28. Having considered that although an act of insolvency may have been proved in this matter, I am not satisfied that the Applicant has successfully proved that there is a reason to believe that it would be to the advantage of the creditors if the Respondent’s estate is finally sequestrated.




29. For the reasons stated above, I make the following order:



1. Leave is granted to the Intervening Party to intervene in the application for sequestration of the Respondent’s estate;


2. The provisional sequestration order granted by this Court on 23 October 2012 is discharged;


3. The Applicant is ordered to pay the wasted costs as a result of the postponement of the opposed application on 3 May 2013; including the costs of the Intervening Party on a party to party scale.

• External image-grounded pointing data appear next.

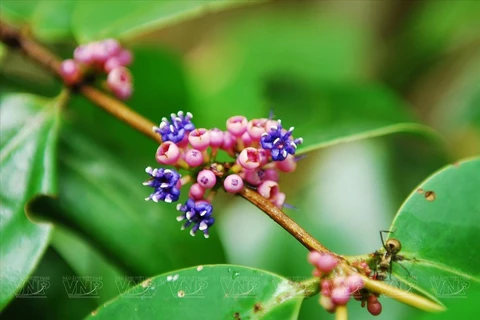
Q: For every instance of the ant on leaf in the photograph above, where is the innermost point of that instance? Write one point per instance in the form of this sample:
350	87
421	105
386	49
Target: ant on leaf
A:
383	261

4. The Applicant is ordered to pay the costs of the Intervening Party on a party and party scale.



____________

T.V. RATSHIBVUMO

ACTING JUDGE OF THE HIGH COURT



Date Heard: 22 May 2013


Judgment Delivered: 13 June 2013



For the Applicant: Adv. S Stevens

Instructed by: Jurgen Bekker Attorneys

Bedfordview


For the Respondent: Adv. HM Vermaak

Instructed by: Van Hulsteyn Attorneys

Sandton


1 See paragraph 2 of Annexure RA2 attached to the Replying affidavit by the Intervening Party.

2 See Angern and Piel v Federal Cold Storage Co limited 1908 TS 761 and Public Servants Association of South Africa obo Strydom v SARS [2007] JOL 20040 (LC).

3 See Rule 41 (3).

4 See Annexures RA2 - RA7 attached to the Intervening Party’s Replying Affidavit.

5 See Protea Assurance Co Ltd v Gamlase  1971 (1) SA 460 (E) at 465G

6 See Saber Motors (Pty) Ltd v Morophane 1961 (1) SA 759 (W).

7 Meskin & Co v Friedman [1948] 2 All SA 416 (W) at p. 419.

8 See the Applicant’s practice note.

9 See Standard Bank of SA Ltd v Sewpersadh & Another 2005 (4) SA 148 (C).